Aber es kommt sogar noch schlimmer: Armut, Demut und Verzicht werden auch
noch als "Ideale" vorgestellt! Das ist die typische christliche
Geisteswelt: die christlichen Parteien setzen sich in ihrer gelebten Praxis
für den Personenkreis
ein, der in der Bibel als "reicher Prasser" aufscheint, fallweise
plädieren sie für ein bisschen Almosen für den armen Lazarus aus derselben Geschichte,
der vor der Tür des reichen Prassers auf dem Boden liegt und auf Brosamen von
dessen Tisch wartet (Lukas 16, 19ff).
Gerechtigkeit gibt es in dieser
Bibelstelle natürlich auch erst nach dem Tode, ui, geht's dann dem reichen
Prasser
schlecht und dem armen Lazarus gut! Dieses Grundprinzip der christlichen Politik und
des christlichen Wertesystems verfestigt auch die Anschauung, dass irdische
Armut ein Ideal sei. Ein Ideal für eine möglichst breite Masse von Menschen.
Es darf deshalb keine Gesellschaft ohne riesige Einkommensunterschiede geben, keine Gesellschaft,
die den gesellschaftlichen Wohlstand nicht nur nach oben verteilt, keine Gesellschaft,
die das Wirtschaftswachstum nicht nur fürs Wachstum der Geldspeicher der Produktionsmittelbesitzer
verwendet, keine Gesellschaft, die auch den arbeitenden Menschen Reallohnerhöhungen
zubilligt. Aber Barmherzigkeit, die darf es geben. Brosamen für die ganz Armen und die Peitsche
für die ach so kostspieligen Arbeitskräfte. Das sind gelebte christliche Werte. Seit
ehedem und immerdar. Denn Armut, Verzicht und Demut sind christliche Ideale,
irdisches Wohlergehen ist eine Sünde - zumindest für die unteren Klassen.
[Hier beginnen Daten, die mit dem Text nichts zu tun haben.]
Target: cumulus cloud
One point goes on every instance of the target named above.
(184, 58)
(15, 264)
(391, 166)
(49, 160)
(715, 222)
Originalton vom Papst Franz: "Ich möchte eine
arme Kirche und eine Kirche für die Armen". Ähnliches hat schon sein
Vorgänger der jetzige Papst in Ruhe, Ratzinger gesagt. Auf seiner Deutschlandrundfahrt
2011 meinte er: "Um so mehr ist es wieder an der Zeit, die wahre Entweltlichung
zu finden, die Weltlichkeit der Kirche beherzt abzulegen. Das heißt natürlich
nicht, sich aus der Welt zurückzuziehen, sondern das Gegenteil. Eine vom
Weltlichen entlastete Kirche vermag gerade auch im sozial-karitativen Bereich
den Menschen, den Leidenden wie ihren Helfern, die besondere Lebenskraft des
christlichen Glaubens zu vermitteln."
Was in der Praxis wohl
heißt, man gibt den Bettlern und stellt sich dazu in den Scheinwerfer der Barmherzigkeit,
um dadurch die religionsfernen Volksmassen religiös zu beeindrucken. Was anderes
wird der neue Papst auch nicht im Sinne haben. Die kirchlichen Schätze werden
kaum unter den Hammer wandern.
Karl Marx schrieb 1844:
"Die Kritik der Religion endet mit der Lehre, dass der Mensch das
höchste Wesen für den Menschen sei, also mit dem kategorischen Imperativ,
alle Verhältnisse umzuwerfen, in denen der Mensch ein erniedrigtes, ein geknechtetes,
ein verlassenes, ein verächtliches Wesen ist."
Bis das Christentum
so einem Imperativ folgt, werden wir wohl noch ein Weilchen warten müssen. Derweilen wird
das christliche Wertesystem weiterhin sorgsam trennen zwischen steigenden Reichtümern
und Almosen für die Klasse der Erbarmungswürdigen. Wie schon zu Zeiten vom
Franz von Assisi.
PS: Um nicht ganz ungerecht zu sein: der österreichische
Caritas-Leiter Küberl setzte sich dieser Tage für eine Anhebung des österreichischen
Mindestlohns ein, Küberl ist vermutlich ein bisschen befreiungstheologisch angekränkelt.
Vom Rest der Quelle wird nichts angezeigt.